Everything stays local. Nothing leaves your machine.
The SigRank ecosystem
signaf is one of three pieces:
| Repo | What it is | Install |
| --------------------------------------------------------------------- | --------------------------------------------------------------------------------------------------------------------------------------- | ------------------------------------ |
| sigrank-mcp | The instrument — extracts 4 token pillars, computes the cascade, submits to the leaderboard. MCP server + TUI dashboard. | npx sigrank |
| sigrank-app | The leaderboard — signalaf.com. Privacy-preserving operator profiles, class tiers, board rankings. | signalaf.com |
| signaf (this repo) | The coach — reads all 3 signal layers from your logs, builds a taste profile, measures ASI, coaches you on what your tokens were worth. | npx signaf |
sigrank-mcp is the calorie counter. signaf is the metabolic panel.
Table of Contents
- The SigRank ecosystem
- What this is
- Install
- Quick start
- The REPL
- MCP server mode
- Skills
- Appropriate Steering Index (ASI)
- The taste profile
- The taste → cascade bridge
- Privacy
- File layout
- Architecture
- Contributing
- License
What this is
signaf reads the same session logs that sigrank-mcp's tokenpull reads — but instead of just extracting four token pillars, it reads all three signal layers:
- Layer 1 (metadata): tool distribution, file edit counts, edit sizes, reject/error rates
- Layer 2 (structural): correction loops, convergence patterns, session shape
- Layer 3 (content): user feedback directives — distilled into preferences, not retained (opt-in)

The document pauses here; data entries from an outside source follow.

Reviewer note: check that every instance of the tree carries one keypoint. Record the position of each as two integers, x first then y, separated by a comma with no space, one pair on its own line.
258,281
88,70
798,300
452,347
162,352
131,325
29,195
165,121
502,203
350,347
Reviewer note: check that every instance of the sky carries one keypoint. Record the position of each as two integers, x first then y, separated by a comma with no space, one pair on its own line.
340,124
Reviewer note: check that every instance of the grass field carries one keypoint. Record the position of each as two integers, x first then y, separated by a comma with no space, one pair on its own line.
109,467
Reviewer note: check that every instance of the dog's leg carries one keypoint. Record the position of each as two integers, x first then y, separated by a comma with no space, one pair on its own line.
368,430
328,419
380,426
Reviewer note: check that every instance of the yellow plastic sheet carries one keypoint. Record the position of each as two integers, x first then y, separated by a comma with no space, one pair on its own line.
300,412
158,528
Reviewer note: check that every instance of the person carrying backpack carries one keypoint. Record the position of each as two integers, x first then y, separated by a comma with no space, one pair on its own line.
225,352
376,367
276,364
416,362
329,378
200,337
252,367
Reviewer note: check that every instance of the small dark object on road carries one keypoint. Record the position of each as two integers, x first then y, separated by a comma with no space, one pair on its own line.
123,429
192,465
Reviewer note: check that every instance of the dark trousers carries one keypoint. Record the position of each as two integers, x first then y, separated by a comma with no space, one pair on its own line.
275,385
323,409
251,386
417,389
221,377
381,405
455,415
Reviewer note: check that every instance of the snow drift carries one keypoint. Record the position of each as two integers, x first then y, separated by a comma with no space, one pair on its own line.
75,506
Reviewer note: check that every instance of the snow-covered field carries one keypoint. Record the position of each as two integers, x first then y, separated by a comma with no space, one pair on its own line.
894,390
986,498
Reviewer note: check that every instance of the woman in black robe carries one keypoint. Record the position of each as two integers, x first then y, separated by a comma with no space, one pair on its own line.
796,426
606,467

From these layers it computes:
- The cascade (Υ, SNR, Leverage, Velocity, class) — the efficiency metrics
- Appropriate Steering Index (ASI) — 8 dimensions measuring whether your interventions were the RIGHT ones, not just how often you accepted
- A behavioral taste profile — 5 dimensions: steering signature, iteration fingerprint, workflow rhythm, cascade personality, correction taxonomy
Then it coaches you: diagnose weak pillars, simulate changes, suggest improvements, track trends, set goals, analyze costs, detect anomalies, and run the full self-improvement cycle.
Install
npx signaf # no install needed
# or install globally:
npm install -g signaf
signaf --helpRequires Node.js ≥ 18.
Quick start
# 1. Start the interactive REPL (auto-scans on first run)
signaf
# 2. Or run one-shot commands
signaf scan # Read logs, compute everything, save
signaf diagnose # "How am I doing?"
signaf simulate input -50% # "What if I cut my input in half?"
signaf suggest # "What should I do differently?"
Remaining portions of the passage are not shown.